• Petite parabole en prise d'otage

     Claude Esnault


    Peut-être que… sur mon lit d’agonie, de mes
    paupières honteuses et diaphanes, image floutée
    par un zeste de cataracte, je distinguerai, avec peine,
    deux yeux énormes translucides, qui se
    pencheront, avec déférence, comme sur le berceau
    originel, en gros plan et contre plongée, sur ma
    royale horizontalité. Qu’une voix blanche et sans
    effet, une voix « d’acteur » me chuchotera, « -avale !

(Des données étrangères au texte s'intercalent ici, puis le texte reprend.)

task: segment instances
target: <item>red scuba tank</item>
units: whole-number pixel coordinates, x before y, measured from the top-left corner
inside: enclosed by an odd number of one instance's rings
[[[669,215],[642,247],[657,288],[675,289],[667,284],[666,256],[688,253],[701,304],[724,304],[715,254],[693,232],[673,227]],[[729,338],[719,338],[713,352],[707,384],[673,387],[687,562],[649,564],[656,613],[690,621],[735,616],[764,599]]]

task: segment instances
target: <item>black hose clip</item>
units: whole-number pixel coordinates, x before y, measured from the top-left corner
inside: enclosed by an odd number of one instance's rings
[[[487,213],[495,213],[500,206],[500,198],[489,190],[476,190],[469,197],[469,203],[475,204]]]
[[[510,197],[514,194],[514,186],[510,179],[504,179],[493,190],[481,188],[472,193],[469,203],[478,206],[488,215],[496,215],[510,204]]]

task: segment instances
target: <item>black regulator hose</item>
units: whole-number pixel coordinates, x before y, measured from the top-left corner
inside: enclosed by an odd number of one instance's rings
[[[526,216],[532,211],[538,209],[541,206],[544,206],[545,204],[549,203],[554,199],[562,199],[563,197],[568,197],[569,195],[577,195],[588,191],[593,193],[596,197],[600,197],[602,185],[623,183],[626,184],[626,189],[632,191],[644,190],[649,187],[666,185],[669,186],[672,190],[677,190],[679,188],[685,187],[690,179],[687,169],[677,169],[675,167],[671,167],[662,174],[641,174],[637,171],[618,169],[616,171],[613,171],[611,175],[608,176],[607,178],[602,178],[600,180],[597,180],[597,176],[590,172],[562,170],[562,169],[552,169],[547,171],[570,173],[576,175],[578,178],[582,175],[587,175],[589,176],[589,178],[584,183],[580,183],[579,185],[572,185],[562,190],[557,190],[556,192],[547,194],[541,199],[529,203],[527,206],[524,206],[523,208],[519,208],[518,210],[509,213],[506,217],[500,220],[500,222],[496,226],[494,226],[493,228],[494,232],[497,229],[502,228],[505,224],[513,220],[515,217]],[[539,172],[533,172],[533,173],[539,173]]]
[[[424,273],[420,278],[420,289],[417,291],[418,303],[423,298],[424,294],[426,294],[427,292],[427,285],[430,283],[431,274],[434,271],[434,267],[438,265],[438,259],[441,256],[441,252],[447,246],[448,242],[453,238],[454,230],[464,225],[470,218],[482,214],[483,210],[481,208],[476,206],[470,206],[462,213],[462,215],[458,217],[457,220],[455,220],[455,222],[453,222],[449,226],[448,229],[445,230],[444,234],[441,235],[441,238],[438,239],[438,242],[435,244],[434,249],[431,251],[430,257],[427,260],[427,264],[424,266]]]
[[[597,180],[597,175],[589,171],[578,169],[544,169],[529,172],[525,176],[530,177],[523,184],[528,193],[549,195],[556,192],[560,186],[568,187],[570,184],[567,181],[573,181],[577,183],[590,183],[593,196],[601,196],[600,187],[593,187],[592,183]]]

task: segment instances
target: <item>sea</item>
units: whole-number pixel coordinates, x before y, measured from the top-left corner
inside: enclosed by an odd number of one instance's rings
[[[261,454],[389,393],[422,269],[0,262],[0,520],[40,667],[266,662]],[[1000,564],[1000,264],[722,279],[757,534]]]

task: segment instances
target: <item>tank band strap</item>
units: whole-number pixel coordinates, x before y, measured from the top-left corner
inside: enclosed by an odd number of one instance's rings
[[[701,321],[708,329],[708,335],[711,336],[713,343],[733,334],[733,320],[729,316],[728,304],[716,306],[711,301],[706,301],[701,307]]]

    ce plus jamais, - ça ! ». Cette salace médication pour
    méditation, remplie les ailes renversées d’un rictus
    buccal. Et de ma glotte rouillée, je savourerai, le
    dernier geste de ma vie, en un ultime raclement de
    jouissance, le passage du ça, du Styx, de cette bête
    refoulée et zootesque, de ces glaires de non-achevé,
    de ce -rachement, de ce silence glissé, ce ,
    l’histoire sans haleine. Comme un mot sucré, le
    sacre du fin mot.
    Peut-être que… ce se passera tout autrement,
    que l’Autre moi, éphémère verticalité « crocs
    limés : laine tondue », Berger de rien, à la
    miséreuse besace vide, dans la certitude de sa
    besogne, assis en bercueil, sur la crête de son destin,
    regardera, circonspect, au loin , l’à-venir. Mais ,
    soudain, un loup solitaire et affamé, ouvrira sa
    grande gueule de Kalachnikov, et puis, vraiment,
    plus rien. Plus loin Rien. Non, les moutons continueront à bêler et brouter , dans un
    suintement de mastication, le « Plus jamais ça ».

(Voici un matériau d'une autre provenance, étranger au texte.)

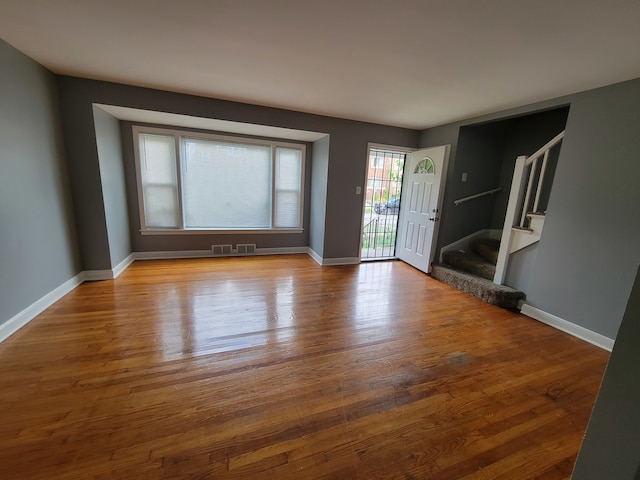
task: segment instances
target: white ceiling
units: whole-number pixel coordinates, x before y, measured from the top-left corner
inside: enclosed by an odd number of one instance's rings
[[[640,77],[640,0],[0,0],[56,73],[422,129]]]

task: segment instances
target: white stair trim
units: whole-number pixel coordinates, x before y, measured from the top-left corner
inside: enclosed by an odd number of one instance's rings
[[[509,255],[522,250],[523,248],[533,245],[540,240],[540,232],[535,230],[521,230],[514,228],[509,242]]]
[[[493,283],[502,285],[507,276],[507,264],[509,263],[509,246],[511,245],[511,236],[513,235],[513,227],[516,222],[518,206],[523,199],[523,186],[525,184],[524,167],[527,157],[524,155],[516,158],[516,164],[511,179],[511,189],[509,190],[509,203],[507,204],[507,212],[505,214],[504,228],[502,229],[502,238],[500,239],[500,250],[498,252],[498,261],[496,262],[496,273],[493,277]]]
[[[544,213],[527,213],[529,228],[513,227],[509,255],[540,241],[544,229]]]
[[[525,303],[520,313],[610,352],[615,340]]]

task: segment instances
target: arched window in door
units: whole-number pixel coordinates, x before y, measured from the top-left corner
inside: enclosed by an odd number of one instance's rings
[[[418,163],[418,165],[416,165],[416,168],[413,171],[413,173],[422,173],[422,174],[427,174],[427,175],[435,175],[436,166],[433,164],[433,160],[431,160],[429,157],[424,157]]]

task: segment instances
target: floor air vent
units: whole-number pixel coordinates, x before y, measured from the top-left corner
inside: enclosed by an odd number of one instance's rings
[[[211,254],[215,256],[231,255],[233,253],[232,245],[211,245]]]
[[[237,245],[238,255],[255,255],[256,253],[256,244],[255,243],[239,243]]]

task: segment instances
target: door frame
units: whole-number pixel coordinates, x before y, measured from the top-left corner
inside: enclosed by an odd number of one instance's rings
[[[389,150],[391,152],[398,152],[398,153],[404,153],[405,155],[409,155],[411,152],[415,152],[416,150],[418,150],[417,148],[413,148],[413,147],[400,147],[397,145],[385,145],[383,143],[375,143],[375,142],[368,142],[367,143],[367,154],[366,154],[366,163],[365,163],[365,168],[364,168],[364,182],[362,184],[362,186],[360,187],[360,195],[362,195],[362,206],[360,208],[360,241],[358,242],[358,260],[359,262],[362,262],[362,239],[363,239],[363,234],[364,234],[364,209],[366,207],[367,204],[367,181],[369,180],[369,156],[371,154],[371,150],[372,149],[380,149],[380,150]],[[406,168],[407,162],[405,160],[405,164],[402,167],[402,192],[404,191],[404,169]],[[356,194],[358,191],[358,187],[356,187]],[[402,193],[400,193],[400,205],[402,205]],[[400,215],[398,212],[398,221],[400,220]],[[398,237],[396,234],[396,245],[398,243]]]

    Ils revêtiront leurs toisons noires, un court instant
    d’émotion, le crayonné d’une informe masse,
    jusqu’au prochain faire-part, « Plus jamais ça ».
    Le cycle chic de l’impuissance chronique, face à face
    avec l’Histoire; indémodable récurrence de la
    Modernité.
    Que faire, s’indigner , proférer, exploser ? Oui, sans
    doute, pour se rassurer et se solidifier. Et la
    compassion ? Bien sûr : l’indifférence a un costume
    de cendre. Et pourtant le Berger, en fin pédagogue,
    en humaniste convaincu, avec son préventif sifflet,
    avait bien éduqué, semble-il, son troupeau, en
    précepteur avisé, flanqué de son fidèle chien,
    jappeur émérite, des risques et pièges de la vie, des
    ses dangers, de ses chemins caillouteux. Il avait
    même parlé du Désir et de la Mort, cette rôdeuse
    invisible, et chaque mouton, par une baguette
    accrochée au crâne, avaient, devant eux, la carte
    postale d’une Vanité.
    Relation de voyage, dite à la carotte, en rappel de
    transhumance.
    En vain, la doxa est , le « Plus jamais ça » ici . si
    proche. Et le refoulé triomphe. Sans retour ni
    détour. L’unanimisme émotionnel, comme image
    écran se dissout dans le Là et L’ici : totalisant tempo
    de l’amnésie. Il faudra bien qu’un jour, les Dieux soient entendus, à la barre des mécréants .
    Peut-être que…
    Que Socrate n’ait plus à boire la ciguë ?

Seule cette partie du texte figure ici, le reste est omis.